Drei sind keiner zu viel: Kammeroper auf taT-Studiobühne - Gießener Allgemeine Zeitung

21.10.2014

Der norwegische Komponist Knut Vaage ist eigens aus Bergen zur deutschen Erstaufführung seines Werks »Da kommt noch wer« nach Gießen angereist.


Sie und Er und ein Mann. Drei Personen. Namen braucht es nicht. Die Kammeroper »Da kommt noch wer« des weithin unbekannten norwegischen Komponisten Knut Vaage und seines beinahe berühmten Landsmanns Jon Fosse (Libretto) setzt auf skandinavischen Minimalismus. Und auf menschliche Ängste. Hitchcock hätte seinen Spaß gehabt an dem Vexierspiel aus dem hohen Norden. Das bewies die Erstaufführung in deutscher Sprache am Sonntagabend auf der taT-Studiobühne.
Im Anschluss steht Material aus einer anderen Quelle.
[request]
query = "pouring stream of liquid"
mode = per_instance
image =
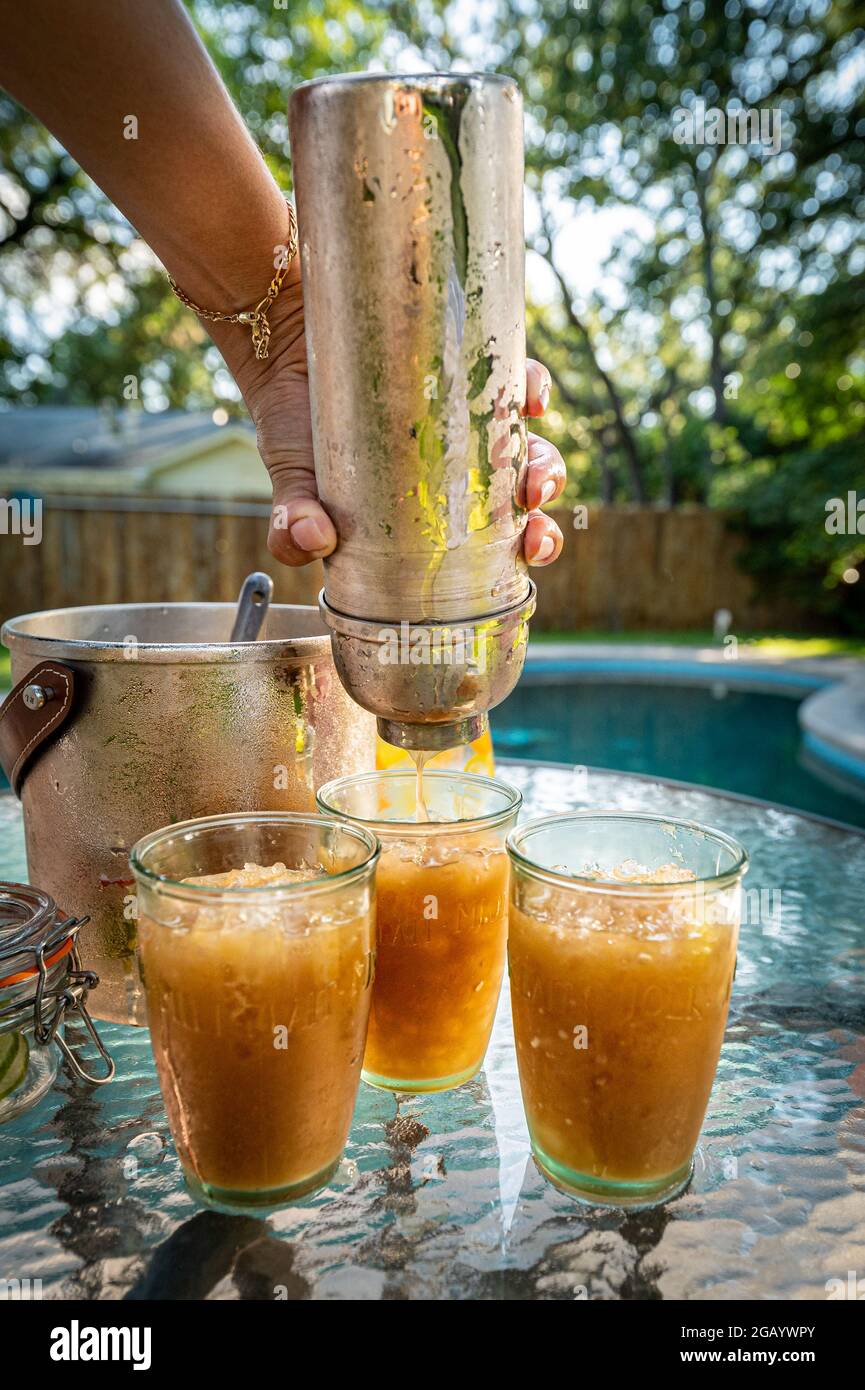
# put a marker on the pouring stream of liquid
(420, 758)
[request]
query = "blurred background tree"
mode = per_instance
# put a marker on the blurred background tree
(701, 306)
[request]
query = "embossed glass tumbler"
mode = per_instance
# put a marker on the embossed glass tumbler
(256, 948)
(441, 920)
(622, 948)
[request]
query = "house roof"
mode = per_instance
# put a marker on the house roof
(86, 437)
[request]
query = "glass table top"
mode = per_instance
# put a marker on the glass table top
(438, 1197)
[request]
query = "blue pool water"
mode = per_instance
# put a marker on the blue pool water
(736, 740)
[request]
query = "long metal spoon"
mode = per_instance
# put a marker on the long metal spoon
(253, 602)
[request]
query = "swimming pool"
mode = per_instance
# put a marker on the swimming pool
(715, 736)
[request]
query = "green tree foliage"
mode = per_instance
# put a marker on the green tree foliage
(721, 355)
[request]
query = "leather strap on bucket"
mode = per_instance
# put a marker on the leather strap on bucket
(35, 709)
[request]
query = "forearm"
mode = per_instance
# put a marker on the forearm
(191, 181)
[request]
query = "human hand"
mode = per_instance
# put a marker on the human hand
(277, 394)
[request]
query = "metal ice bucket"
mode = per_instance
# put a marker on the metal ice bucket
(143, 715)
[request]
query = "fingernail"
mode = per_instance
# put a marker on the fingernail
(545, 549)
(309, 535)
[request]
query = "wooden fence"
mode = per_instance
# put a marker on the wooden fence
(632, 567)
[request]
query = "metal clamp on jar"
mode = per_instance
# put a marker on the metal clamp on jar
(41, 986)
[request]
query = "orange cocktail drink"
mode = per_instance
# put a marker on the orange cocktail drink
(441, 920)
(256, 938)
(622, 950)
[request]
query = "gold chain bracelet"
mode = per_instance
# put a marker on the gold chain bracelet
(255, 317)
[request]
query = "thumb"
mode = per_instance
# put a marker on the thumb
(299, 527)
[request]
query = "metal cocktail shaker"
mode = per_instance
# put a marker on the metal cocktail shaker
(410, 211)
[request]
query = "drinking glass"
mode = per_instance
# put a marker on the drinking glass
(255, 934)
(441, 920)
(622, 948)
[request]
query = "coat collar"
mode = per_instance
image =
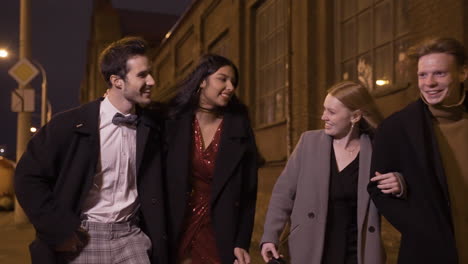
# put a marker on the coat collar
(233, 144)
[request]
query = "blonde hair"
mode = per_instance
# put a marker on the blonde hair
(356, 97)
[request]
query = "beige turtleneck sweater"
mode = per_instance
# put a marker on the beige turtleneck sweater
(451, 130)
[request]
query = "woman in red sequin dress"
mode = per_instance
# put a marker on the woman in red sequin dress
(211, 168)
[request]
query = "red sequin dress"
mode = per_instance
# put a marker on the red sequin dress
(198, 242)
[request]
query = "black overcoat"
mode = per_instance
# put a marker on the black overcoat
(234, 188)
(55, 174)
(406, 143)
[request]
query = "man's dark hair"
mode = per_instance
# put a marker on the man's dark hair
(113, 59)
(440, 45)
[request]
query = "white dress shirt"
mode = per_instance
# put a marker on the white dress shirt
(113, 196)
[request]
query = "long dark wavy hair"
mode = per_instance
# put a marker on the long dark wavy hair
(188, 97)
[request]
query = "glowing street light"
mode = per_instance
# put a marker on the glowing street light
(3, 53)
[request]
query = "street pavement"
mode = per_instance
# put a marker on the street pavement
(14, 240)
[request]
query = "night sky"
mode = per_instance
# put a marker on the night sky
(60, 32)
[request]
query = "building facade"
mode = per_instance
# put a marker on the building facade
(289, 52)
Fosse zeigt die kulminierende Angst eines jungen Paares, das zu zweit die fatale Einsamkeit in einem solitären Haus am Meer sucht. Sein Text arbeitet mit Wortwiederholungen und Phrasen, setzt auf die Kraft des Plakativen. Und auf das Nichtgesagte. Tondichter Vaage verknüpft seine atonale Lautmalerei dank kleiner Motive eng mit den Worten.

Zwei gut ausgestattete Schlagwerke sowie Flöte, Klarinette und Fagott (jeweils mit Bassvariante), Bratsche, Cello und Kontrabass – hinter der Kulisse gespielt von einem gut aufgelegten Oktett unter der einfühlsamen Leitung des jungen Dirigenten Martin Spahr – geben den Worten Geleit, führen sie bisweilen an den Rand des Abgrunds, verschaffen ihnen Leid, wenig Linderung. Die Musik bereitet die Charaktere vor, gibt Hinweise auf die verlorenen Momente im Leben des Paares, das sich aufreibt, ja umzukommen droht. Das Ende bleibt offen.

Die Bühne von Marc Jungreithmeier, eine weiße Klötzchenfassade des Hauses, verwandelt sich im Laufe des paranoiden Handlungsrudiments mithilfe von zwei Beamern und Videoeinspielungen in eine dreidimensionale Klötzchenküche, in Klötzchenschlafkammer und Klötzchenwohnstube, in Raumdramaturgie und Lichtmagie.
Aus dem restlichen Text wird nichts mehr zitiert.